- Born: 7 October 1908 Bondi, Sydney
- Died: 4 July 1971 (aged 62) Fiji
- Allegiance: Australia
- Branch: Citizens Military Force Second Australian Imperial Force
- Service years: 1925–1959
- Rank: Major General
- Commands: 2nd Division (1957–59) 5th Brigade (1948–51) 11th Brigade (1943–45) 2/3rd Battalion (1941–43)
- Conflicts: Second World War Syria–Lebanon Campaign Battle of Damour; ; New Guinea campaign; Kokoda Track campaign; Bougainville Campaign; ;
- Awards: Commander of the Order of the British Empire Distinguished Service Order Mentioned in Despatches (2) Commander of the Order of Orange-Nassau (Netherlands)

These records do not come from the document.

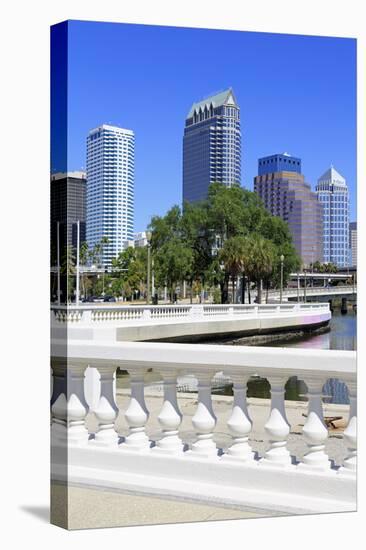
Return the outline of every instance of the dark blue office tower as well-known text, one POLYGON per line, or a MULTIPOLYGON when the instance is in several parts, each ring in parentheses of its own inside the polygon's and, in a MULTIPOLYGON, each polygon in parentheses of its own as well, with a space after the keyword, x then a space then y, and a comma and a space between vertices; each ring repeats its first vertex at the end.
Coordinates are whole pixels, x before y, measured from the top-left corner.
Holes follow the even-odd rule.
POLYGON ((183 202, 206 199, 210 183, 241 181, 240 109, 230 88, 194 103, 183 138, 183 202))

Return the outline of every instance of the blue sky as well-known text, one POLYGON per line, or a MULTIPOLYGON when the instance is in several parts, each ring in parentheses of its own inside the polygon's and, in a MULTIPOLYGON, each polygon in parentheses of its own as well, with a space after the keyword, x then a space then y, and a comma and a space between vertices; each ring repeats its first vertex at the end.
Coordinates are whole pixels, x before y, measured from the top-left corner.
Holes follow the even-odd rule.
MULTIPOLYGON (((101 124, 136 136, 135 230, 182 197, 182 136, 194 101, 232 86, 242 185, 258 157, 287 151, 315 187, 331 163, 356 217, 356 41, 118 23, 69 23, 68 170, 101 124)), ((53 170, 62 169, 53 158, 53 170)))

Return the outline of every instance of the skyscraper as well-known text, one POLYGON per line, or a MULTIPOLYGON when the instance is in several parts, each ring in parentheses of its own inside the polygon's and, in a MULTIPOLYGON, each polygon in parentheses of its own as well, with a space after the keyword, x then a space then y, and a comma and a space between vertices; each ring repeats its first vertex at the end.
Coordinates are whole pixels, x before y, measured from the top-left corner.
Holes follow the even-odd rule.
MULTIPOLYGON (((51 175, 51 267, 67 264, 67 257, 75 257, 77 247, 77 222, 80 243, 85 241, 86 174, 85 172, 57 172, 51 175)), ((51 298, 57 298, 59 285, 60 301, 66 302, 69 279, 60 270, 51 272, 51 298)))
POLYGON ((348 265, 349 196, 346 180, 331 166, 316 186, 324 208, 324 262, 348 265))
POLYGON ((323 210, 301 174, 301 159, 288 153, 258 160, 254 191, 266 209, 288 223, 305 267, 323 258, 323 210))
POLYGON ((349 224, 349 264, 357 266, 357 222, 349 224))
POLYGON ((87 137, 87 221, 90 248, 103 237, 101 262, 109 267, 133 239, 135 137, 132 130, 102 124, 87 137))
MULTIPOLYGON (((59 248, 76 248, 77 222, 80 222, 80 242, 85 241, 86 174, 85 172, 57 172, 51 175, 51 251, 57 243, 59 223, 59 248), (53 248, 52 248, 53 247, 53 248)), ((54 250, 53 250, 54 252, 54 250)), ((54 264, 55 258, 52 258, 54 264)))
POLYGON ((210 183, 241 181, 240 109, 231 88, 193 103, 183 138, 183 202, 207 198, 210 183))

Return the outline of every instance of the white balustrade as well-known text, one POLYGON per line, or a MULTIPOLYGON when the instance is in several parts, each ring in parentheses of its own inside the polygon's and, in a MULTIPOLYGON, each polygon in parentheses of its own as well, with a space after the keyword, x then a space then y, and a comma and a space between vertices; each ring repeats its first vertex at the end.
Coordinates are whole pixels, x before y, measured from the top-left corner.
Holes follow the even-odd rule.
POLYGON ((329 304, 192 304, 192 305, 162 305, 162 306, 120 306, 120 305, 81 305, 52 306, 54 320, 58 323, 95 324, 121 322, 159 322, 165 319, 184 319, 187 317, 232 317, 253 315, 280 314, 282 312, 297 313, 317 309, 329 311, 329 304))
POLYGON ((213 372, 200 373, 198 378, 198 404, 192 418, 197 432, 197 441, 192 444, 192 453, 200 456, 215 456, 217 448, 213 441, 216 416, 212 408, 211 379, 213 372))
POLYGON ((269 438, 270 447, 262 462, 272 466, 289 466, 291 456, 286 445, 290 425, 285 411, 285 384, 288 377, 267 376, 267 380, 271 385, 271 412, 264 429, 269 438))
MULTIPOLYGON (((147 493, 156 494, 158 490, 170 495, 177 491, 182 497, 193 492, 204 495, 208 502, 212 496, 221 495, 223 502, 227 498, 230 502, 237 499, 239 503, 253 506, 262 495, 264 501, 268 496, 273 509, 284 511, 354 509, 357 453, 354 352, 70 342, 66 370, 65 361, 60 359, 64 352, 63 342, 59 348, 57 342, 54 343, 53 351, 52 443, 56 448, 69 445, 70 480, 75 476, 78 482, 83 483, 85 479, 88 484, 92 475, 93 480, 95 477, 97 483, 106 488, 141 487, 147 493), (95 410, 99 425, 95 439, 88 438, 85 428, 88 408, 83 383, 87 366, 98 369, 101 382, 95 410), (129 433, 124 440, 119 440, 114 427, 118 407, 113 375, 117 366, 130 375, 130 401, 125 411, 129 433), (144 374, 149 368, 160 373, 163 379, 163 402, 156 417, 155 412, 149 412, 144 398, 144 374), (232 409, 227 421, 227 435, 232 437, 232 442, 225 453, 214 441, 217 418, 211 393, 212 380, 217 373, 233 382, 232 409), (191 419, 196 440, 188 449, 180 437, 185 409, 181 411, 178 406, 178 374, 180 377, 194 375, 198 381, 197 407, 191 419), (261 459, 255 458, 250 442, 251 416, 254 415, 255 421, 257 409, 256 406, 251 408, 249 415, 246 393, 253 374, 267 379, 271 386, 270 412, 264 426, 269 448, 261 459), (285 384, 294 375, 305 381, 309 400, 302 434, 296 435, 303 438, 308 450, 297 464, 293 463, 287 448, 290 425, 284 400, 285 384), (329 378, 344 381, 350 398, 349 421, 343 435, 347 453, 339 468, 325 452, 328 430, 323 420, 322 387, 329 378), (150 414, 153 418, 148 424, 150 414), (155 432, 157 422, 161 434, 150 441, 149 434, 155 432)), ((186 424, 184 426, 186 430, 186 424)), ((225 431, 225 427, 220 424, 220 432, 222 430, 225 431)), ((66 460, 62 453, 53 453, 53 457, 54 460, 66 460)))
POLYGON ((254 452, 248 442, 252 430, 252 420, 247 408, 247 384, 250 374, 230 373, 230 378, 233 381, 234 401, 227 425, 234 441, 224 457, 243 461, 253 460, 254 452))
POLYGON ((51 434, 67 441, 67 376, 66 365, 58 361, 52 365, 53 392, 51 397, 51 434))
POLYGON ((348 454, 340 469, 340 474, 356 475, 357 472, 357 383, 347 380, 350 410, 347 428, 344 430, 343 440, 348 449, 348 454))
POLYGON ((100 398, 93 411, 98 422, 94 443, 100 446, 117 445, 118 434, 114 428, 118 416, 118 407, 114 398, 116 366, 96 365, 96 368, 100 376, 100 398))
POLYGON ((182 413, 177 402, 177 374, 170 370, 161 370, 164 379, 164 402, 158 416, 163 437, 157 441, 155 451, 177 454, 182 452, 183 443, 178 436, 182 422, 182 413))
POLYGON ((146 369, 128 369, 131 383, 131 400, 125 412, 125 418, 130 429, 121 449, 128 448, 136 451, 144 451, 150 448, 150 441, 146 435, 145 427, 149 419, 149 411, 146 408, 144 398, 144 374, 146 369))
POLYGON ((308 388, 308 416, 303 428, 304 440, 308 445, 308 452, 299 468, 315 470, 329 470, 330 461, 325 453, 325 443, 328 430, 323 419, 322 391, 326 382, 324 377, 305 377, 308 388))
POLYGON ((54 395, 51 400, 52 436, 68 444, 88 441, 85 418, 88 405, 84 395, 86 365, 65 363, 53 366, 54 395), (56 397, 57 393, 57 397, 56 397))

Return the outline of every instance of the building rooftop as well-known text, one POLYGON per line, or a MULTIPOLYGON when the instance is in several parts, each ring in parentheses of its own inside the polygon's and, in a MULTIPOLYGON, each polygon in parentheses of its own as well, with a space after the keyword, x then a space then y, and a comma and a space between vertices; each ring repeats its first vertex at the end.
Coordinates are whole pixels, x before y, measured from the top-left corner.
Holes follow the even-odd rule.
POLYGON ((346 186, 346 180, 339 172, 337 172, 333 165, 331 165, 330 168, 328 168, 328 170, 320 176, 318 182, 330 182, 346 186))
POLYGON ((75 179, 86 179, 86 173, 82 170, 78 170, 75 172, 55 172, 54 174, 51 174, 51 180, 57 181, 62 180, 64 178, 75 178, 75 179))
POLYGON ((89 135, 93 134, 97 130, 113 130, 113 131, 119 131, 124 132, 126 134, 134 135, 133 130, 130 130, 129 128, 121 128, 120 126, 112 126, 111 124, 101 124, 100 126, 96 126, 95 128, 92 128, 92 130, 89 131, 89 135))
POLYGON ((217 94, 211 95, 206 97, 205 99, 202 99, 201 101, 198 101, 197 103, 193 103, 187 118, 191 118, 194 114, 194 112, 198 112, 201 109, 204 109, 205 106, 207 108, 210 107, 212 104, 213 108, 220 107, 221 105, 235 105, 238 106, 235 95, 232 88, 228 88, 227 90, 224 90, 222 92, 219 92, 217 94))

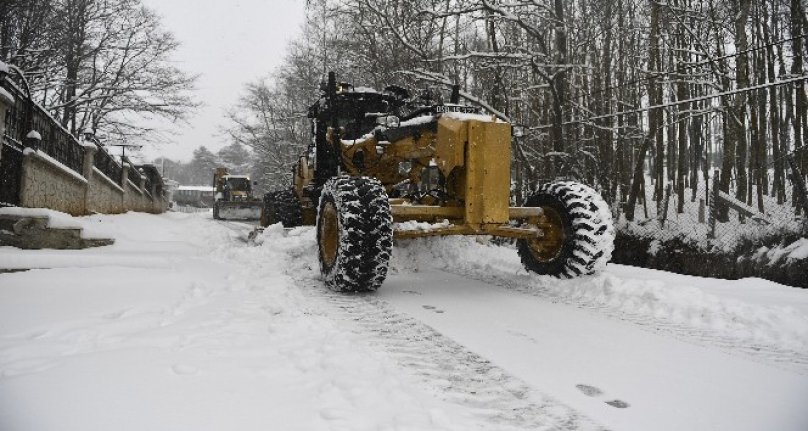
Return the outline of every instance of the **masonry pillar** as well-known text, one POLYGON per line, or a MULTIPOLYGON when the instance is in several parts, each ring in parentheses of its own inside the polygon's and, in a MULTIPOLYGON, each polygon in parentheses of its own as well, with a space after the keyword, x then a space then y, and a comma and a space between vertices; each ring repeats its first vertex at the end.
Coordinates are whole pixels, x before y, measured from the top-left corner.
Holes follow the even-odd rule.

= John Rowlstone Stevenson =

Australian army and parliamentary officer

Major General John Rowlstone Stevenson, (7 October 1908 – 4 July 1971) was an Australian Army officer and a parliamentary officer.

Stevenson was born in Bondi, Sydney, on 7 October 1908. He was the son of John James Stevenson, who was born in the United States, and Caroline Maude née Rowlstone, from Sydney. He went to Canterbury Boys' Intermediate School, then took an office job. He also played hockey and drove racing cars at the Maroubra speedway.

He rose to the rank of major general in the Australian Army, serving in both the 11th Australian Infantry Brigade and the 2/3rd Australian Infantry Battalion in the Second World War. He died on 4 July 1971, in Fiji. He is known for accepting Nauru as Australian territory.